In fact I have no contract with Pyr, although I admire their books. They just sent me a nice cup which arrived the same time as my bacon.
I got a nice pin from them recently. They’re nice people over there. Like I said it was a guess, based partly on the picture above and also on a comment you made in one of your posts a year or two ago where I believe you directly addressed Lou, letting him know you were still thinking about something you two presumably had talked about (or something to that effect).
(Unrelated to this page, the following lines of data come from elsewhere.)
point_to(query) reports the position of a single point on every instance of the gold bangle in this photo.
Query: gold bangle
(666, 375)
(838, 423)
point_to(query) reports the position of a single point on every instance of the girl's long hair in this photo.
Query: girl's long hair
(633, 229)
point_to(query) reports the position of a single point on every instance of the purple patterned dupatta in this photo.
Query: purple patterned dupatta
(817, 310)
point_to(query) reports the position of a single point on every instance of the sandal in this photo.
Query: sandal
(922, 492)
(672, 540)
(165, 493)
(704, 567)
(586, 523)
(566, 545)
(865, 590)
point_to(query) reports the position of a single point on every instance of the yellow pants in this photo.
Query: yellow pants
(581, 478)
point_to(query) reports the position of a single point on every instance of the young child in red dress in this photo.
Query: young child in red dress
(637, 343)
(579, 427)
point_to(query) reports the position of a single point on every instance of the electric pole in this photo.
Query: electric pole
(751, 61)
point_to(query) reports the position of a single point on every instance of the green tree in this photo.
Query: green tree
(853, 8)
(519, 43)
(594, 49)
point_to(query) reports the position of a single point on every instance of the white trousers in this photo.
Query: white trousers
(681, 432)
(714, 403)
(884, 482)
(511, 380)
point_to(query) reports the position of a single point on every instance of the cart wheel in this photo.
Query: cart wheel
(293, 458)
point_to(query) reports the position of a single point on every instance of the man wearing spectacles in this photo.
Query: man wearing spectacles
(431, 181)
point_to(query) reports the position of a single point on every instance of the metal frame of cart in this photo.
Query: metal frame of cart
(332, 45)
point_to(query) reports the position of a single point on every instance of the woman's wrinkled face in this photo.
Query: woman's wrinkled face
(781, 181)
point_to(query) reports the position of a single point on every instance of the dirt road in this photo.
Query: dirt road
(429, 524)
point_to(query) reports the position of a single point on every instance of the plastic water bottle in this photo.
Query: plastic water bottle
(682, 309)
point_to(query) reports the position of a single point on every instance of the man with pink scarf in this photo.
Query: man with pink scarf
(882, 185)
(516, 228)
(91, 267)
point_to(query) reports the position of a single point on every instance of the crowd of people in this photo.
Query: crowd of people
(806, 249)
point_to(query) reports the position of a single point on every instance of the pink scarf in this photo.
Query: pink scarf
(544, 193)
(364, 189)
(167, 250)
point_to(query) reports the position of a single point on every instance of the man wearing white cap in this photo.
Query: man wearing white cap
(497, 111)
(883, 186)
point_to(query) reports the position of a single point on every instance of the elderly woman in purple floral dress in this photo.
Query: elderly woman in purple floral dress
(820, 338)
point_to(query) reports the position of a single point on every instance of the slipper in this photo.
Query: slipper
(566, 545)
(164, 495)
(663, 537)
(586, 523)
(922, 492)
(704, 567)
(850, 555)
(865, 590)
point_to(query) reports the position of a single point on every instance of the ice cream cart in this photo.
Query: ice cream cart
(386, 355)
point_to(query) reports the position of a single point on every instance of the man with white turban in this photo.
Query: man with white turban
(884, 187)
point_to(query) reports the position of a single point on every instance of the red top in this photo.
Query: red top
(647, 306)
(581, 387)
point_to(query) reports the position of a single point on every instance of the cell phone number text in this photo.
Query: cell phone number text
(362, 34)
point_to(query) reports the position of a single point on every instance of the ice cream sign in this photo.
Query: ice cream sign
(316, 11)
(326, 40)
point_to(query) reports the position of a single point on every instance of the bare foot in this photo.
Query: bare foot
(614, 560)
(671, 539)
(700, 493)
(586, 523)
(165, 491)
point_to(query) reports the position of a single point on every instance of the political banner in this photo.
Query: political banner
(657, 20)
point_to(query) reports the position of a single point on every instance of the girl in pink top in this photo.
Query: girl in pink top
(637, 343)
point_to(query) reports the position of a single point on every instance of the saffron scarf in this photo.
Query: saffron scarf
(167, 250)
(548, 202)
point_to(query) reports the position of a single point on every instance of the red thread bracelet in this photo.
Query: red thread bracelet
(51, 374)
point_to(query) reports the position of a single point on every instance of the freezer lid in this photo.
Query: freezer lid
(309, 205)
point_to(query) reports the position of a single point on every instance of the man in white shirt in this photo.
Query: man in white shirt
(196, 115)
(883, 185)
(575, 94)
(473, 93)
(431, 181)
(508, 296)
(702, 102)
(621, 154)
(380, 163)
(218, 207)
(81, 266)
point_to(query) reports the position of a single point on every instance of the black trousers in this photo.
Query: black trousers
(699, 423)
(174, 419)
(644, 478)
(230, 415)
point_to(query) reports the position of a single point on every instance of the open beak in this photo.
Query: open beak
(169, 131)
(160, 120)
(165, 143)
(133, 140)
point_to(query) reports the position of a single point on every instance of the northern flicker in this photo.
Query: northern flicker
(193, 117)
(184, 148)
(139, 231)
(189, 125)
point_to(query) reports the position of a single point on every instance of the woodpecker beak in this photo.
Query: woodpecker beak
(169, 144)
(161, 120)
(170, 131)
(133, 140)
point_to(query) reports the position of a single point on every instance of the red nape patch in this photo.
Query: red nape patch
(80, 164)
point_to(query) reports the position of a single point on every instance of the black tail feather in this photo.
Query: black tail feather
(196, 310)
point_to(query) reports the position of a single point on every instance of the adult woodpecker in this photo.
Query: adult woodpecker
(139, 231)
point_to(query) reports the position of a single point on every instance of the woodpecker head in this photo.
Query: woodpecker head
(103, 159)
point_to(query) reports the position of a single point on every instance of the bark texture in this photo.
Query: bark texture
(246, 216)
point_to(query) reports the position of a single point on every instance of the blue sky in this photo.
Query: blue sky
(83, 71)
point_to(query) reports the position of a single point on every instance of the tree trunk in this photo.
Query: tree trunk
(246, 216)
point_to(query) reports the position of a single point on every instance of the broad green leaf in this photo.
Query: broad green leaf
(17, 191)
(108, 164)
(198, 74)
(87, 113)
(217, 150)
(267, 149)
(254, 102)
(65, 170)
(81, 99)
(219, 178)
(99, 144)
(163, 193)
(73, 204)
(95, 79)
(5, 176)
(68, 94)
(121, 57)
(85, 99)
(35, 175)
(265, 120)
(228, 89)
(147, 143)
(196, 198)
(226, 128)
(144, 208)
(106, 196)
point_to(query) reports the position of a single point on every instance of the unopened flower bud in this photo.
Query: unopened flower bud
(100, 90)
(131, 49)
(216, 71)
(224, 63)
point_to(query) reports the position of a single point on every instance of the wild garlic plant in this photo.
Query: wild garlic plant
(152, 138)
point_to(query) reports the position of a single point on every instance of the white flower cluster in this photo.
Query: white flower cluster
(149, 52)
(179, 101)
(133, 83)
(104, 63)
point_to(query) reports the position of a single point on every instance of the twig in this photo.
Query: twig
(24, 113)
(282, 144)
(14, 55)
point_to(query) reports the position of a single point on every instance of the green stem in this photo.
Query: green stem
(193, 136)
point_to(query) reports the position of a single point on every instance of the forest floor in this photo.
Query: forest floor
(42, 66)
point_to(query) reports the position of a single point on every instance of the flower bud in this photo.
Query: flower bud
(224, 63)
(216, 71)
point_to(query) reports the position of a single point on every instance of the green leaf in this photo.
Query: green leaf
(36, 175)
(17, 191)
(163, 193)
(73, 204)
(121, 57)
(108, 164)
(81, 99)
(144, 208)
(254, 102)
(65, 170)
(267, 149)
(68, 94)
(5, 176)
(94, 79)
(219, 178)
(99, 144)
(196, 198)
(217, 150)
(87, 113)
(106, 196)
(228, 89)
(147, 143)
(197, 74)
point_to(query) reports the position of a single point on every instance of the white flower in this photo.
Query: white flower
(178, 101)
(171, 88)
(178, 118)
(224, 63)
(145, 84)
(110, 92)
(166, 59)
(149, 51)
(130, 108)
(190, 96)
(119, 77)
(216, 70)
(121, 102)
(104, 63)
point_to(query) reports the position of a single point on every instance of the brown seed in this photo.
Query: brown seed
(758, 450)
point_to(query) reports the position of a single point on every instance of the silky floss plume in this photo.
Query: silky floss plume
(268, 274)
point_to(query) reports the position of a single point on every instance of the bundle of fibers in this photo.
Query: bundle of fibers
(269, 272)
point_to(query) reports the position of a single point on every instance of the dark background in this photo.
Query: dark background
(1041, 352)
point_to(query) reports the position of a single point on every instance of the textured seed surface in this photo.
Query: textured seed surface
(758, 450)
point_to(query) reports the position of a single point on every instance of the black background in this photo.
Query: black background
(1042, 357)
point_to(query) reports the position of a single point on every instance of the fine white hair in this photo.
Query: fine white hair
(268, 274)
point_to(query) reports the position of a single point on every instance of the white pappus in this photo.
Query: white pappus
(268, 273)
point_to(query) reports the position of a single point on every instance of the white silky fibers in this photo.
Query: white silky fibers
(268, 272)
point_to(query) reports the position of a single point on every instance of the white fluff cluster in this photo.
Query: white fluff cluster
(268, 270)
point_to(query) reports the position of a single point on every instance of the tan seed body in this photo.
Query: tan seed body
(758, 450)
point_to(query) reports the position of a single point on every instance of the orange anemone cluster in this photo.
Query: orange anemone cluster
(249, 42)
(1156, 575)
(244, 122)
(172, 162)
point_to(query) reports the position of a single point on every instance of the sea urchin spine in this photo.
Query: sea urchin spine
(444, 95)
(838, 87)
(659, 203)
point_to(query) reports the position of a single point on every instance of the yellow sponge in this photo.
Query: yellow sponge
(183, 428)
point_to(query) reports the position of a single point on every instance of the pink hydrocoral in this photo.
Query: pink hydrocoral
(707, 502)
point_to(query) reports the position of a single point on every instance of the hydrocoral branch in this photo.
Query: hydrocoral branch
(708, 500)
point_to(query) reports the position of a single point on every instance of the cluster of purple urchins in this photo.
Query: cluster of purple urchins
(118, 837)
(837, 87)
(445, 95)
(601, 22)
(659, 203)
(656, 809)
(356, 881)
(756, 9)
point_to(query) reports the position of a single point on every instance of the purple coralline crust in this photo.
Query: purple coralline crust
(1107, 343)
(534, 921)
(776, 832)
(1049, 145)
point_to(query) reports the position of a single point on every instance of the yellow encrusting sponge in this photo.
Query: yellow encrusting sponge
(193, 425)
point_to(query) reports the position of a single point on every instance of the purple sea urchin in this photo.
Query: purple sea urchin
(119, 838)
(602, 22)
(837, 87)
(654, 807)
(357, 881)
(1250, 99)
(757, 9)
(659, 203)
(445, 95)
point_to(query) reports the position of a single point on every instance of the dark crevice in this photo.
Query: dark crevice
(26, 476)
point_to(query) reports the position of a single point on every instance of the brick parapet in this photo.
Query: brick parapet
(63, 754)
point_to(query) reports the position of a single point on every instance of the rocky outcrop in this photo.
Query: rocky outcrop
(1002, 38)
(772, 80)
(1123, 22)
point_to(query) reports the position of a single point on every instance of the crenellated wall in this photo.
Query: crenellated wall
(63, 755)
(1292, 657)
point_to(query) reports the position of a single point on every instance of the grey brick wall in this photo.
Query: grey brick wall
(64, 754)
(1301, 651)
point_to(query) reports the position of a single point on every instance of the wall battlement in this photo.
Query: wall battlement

It would have been nice to see a favorite author and favorite publisher get together, but I like you both separate, too. So I win either way.
I kept reading the headline as “My balcony Life” and I had no idea what that picture might have to do with anything. I’m a little slow today.
duuuude, relapse so soon after losing 20 lbs?
i allow myself a couple slices of bacon every few weeks. but it doesn’t take much to blow my cal count for the day.
i can’t keep it in the house anymore.
Bearpaw, #26: Remember, people said “You’re joking!” when Mr. Scalzi said he was going to tape bacon to his cat. I’m operating on the assumption that some people never learn.
And just this evening, as we ate breakfast for dinner, we were discussing the poor, deluded people who don’t like bacon.
But … but … where’s the Baconnaise?
Being paid in food is a concept I think I could embrace.
Especially if I were paid in truffle oil, chocolate, and smoked salmon.
I wonder if I can pay the IRS with bacon, instead of giving them a portion of my income.
One in a series of incredibly rare contributions from someone who reads but does not participate…
One slice, chopped up, to flavor sauteed green beans or spinach or pretty much anything will do the trick without busting the waistline. That stuff is powerfully good. A bit on the heavily smoked side of things though, nttawwt.
How could you possibly stoop so low? Waste bacon on the soulless legions of the IRS? How could you? (BEG)
Just for the record, 1 slice of bacon has approximately:
3g of fat (including 1 of saturated fat)
9mg of cholesterol
3g of protein
0g carbohydrates (meaning also 0g of fiber and 0g of sugar)
So, not exactly a health food. But it’s not a magical weight-gain substance, either.
there was a time, long long ago, when me eating half a pound of bacon in one sitting was not totally improbable.
like i said, i’m better off if i don’t keep its salty, smokey, meaty goodness in the house.
There is a god.
So… how much of that will end up adorning various four footed members of the family?
I still can’t believe there is such a thing as a “bacon club. It must be a sign of the fast-approaching end times (just 743 shopping days left!). I’d better squirrel away some Bacos.
I’m a Texan, but I spent several months in Wisconsin last year.
Nueske’s apple smoked bacon was one of the bennies.
I only got a couple of pounds total, but I think I now require a pound of Nueske’s a year for survival.